Ayat pertama menjelas taubah dan inabah orang-orang yang bertakwa yang
senantiasa meminta ampun dari Allah. Pada dasarnya, jalan untuk sampai kepada takwa
adalah iman dan bersikap seimbang (i'tidal) kepada keberadaan Allah. Selagi manusia
tidak menyakini bahwa semua perbuatannya diawasi, maka mereka tidak akan mengontrol
diri.
Akan tetapi arti takwa bukanlah tersucikan dari dosa, melainkan dengan artian
menahan diri. Orang-orang yang bertakwa mungkin saja terjatuh ke dalam perbuatan dosa,
namun beda mereka dengan pendosa lain ada 2 hal; pertama dosa bukan bagian dari
kebiasaan mereka, akan tetapi mereka berbuat dosa karena khilaf dan lupa. Kedua, jika
mereka berdosa, langsung mereka terpikir untuk taubat sehingga dirinya bisa terlepas dari
kesan-kesan dosa di dunia dan akhirat.
Ayat berikutnya menjelaskan 5 sifat penting dari dampak positif takwa bagi orang-
orang yang bertakwa. Kesabaran dan ketabahan di jalan kebenaran dan bertahan dalam
melawan bujukan-bujukan batil dan setan merupakan sifat yang paling mendasar.
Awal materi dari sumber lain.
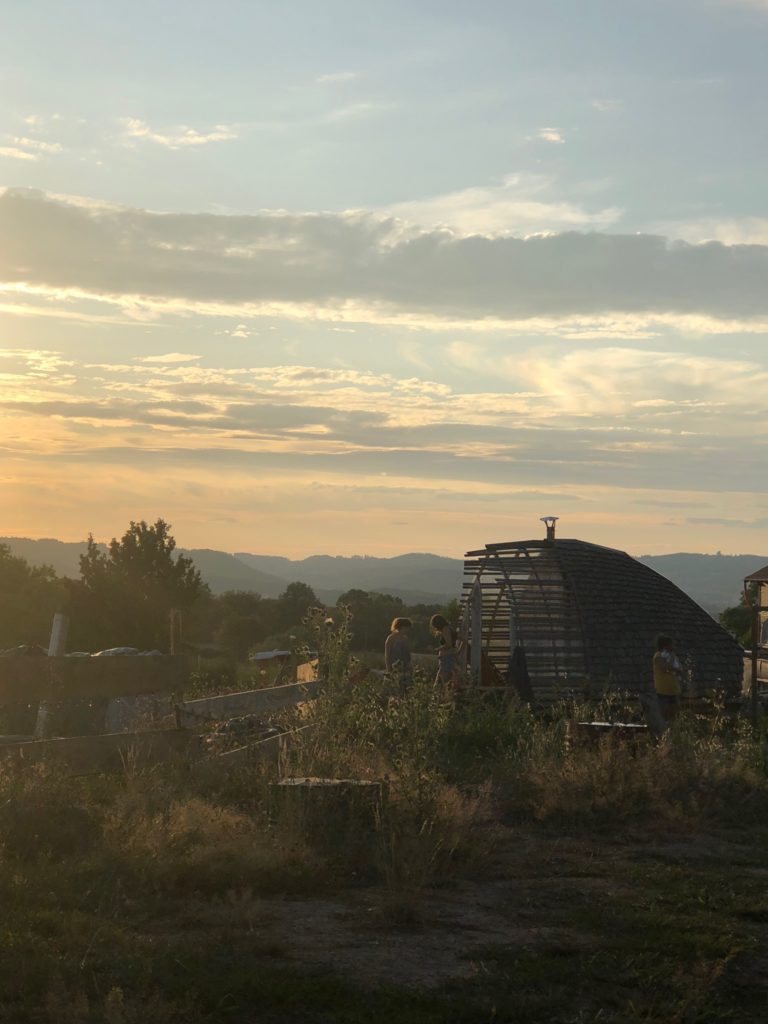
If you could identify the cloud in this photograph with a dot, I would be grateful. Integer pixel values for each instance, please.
(760, 523)
(168, 357)
(181, 138)
(354, 111)
(15, 154)
(550, 135)
(38, 143)
(360, 266)
(520, 204)
(729, 230)
(337, 77)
Kejujuran dalam akidah, perkataan dan tindakan merupakan sifat-sifat lain orang-orang
yang bertakwa dan sifat-sifat ini memelihara manusia dari segala bentuk kemunafikan,
riya, kebohongan dan penipuan.
Demikian pula ketaatan mereka dari perintah Allah disertai dengan tunduk dan
kerendahan diri serta menerima hukum Allah dengan sepenuh jiwa. Di samping taat
kepada Allah, mereka juga memikirkan makhluk dan menginfakkan sebagian harta mereka
untuk orang-orang yang memerlukan.
Namun dengan melakukan perbuatan baik ini, bukan berarti mereka jadi sombong, bahkan
mereka selalu merasa masih banyak kekurangan dalam mengabdi dan membantu manusia-
manusia yang lemah dan mereka senantiasa beristighfar dan meminta ampunan atas segala
kesalahan dan kekurangan.
Dari ayat ini kita petik pelajaran bahwa takwa bukan berarti mengucilkan diri, melainkan
disamping menghindari dosa, kita harus menghidupkan sifat-sifat baik (hasanah) pada diri
kita dan berusaha memberikan pengabdian kepada umat manusia.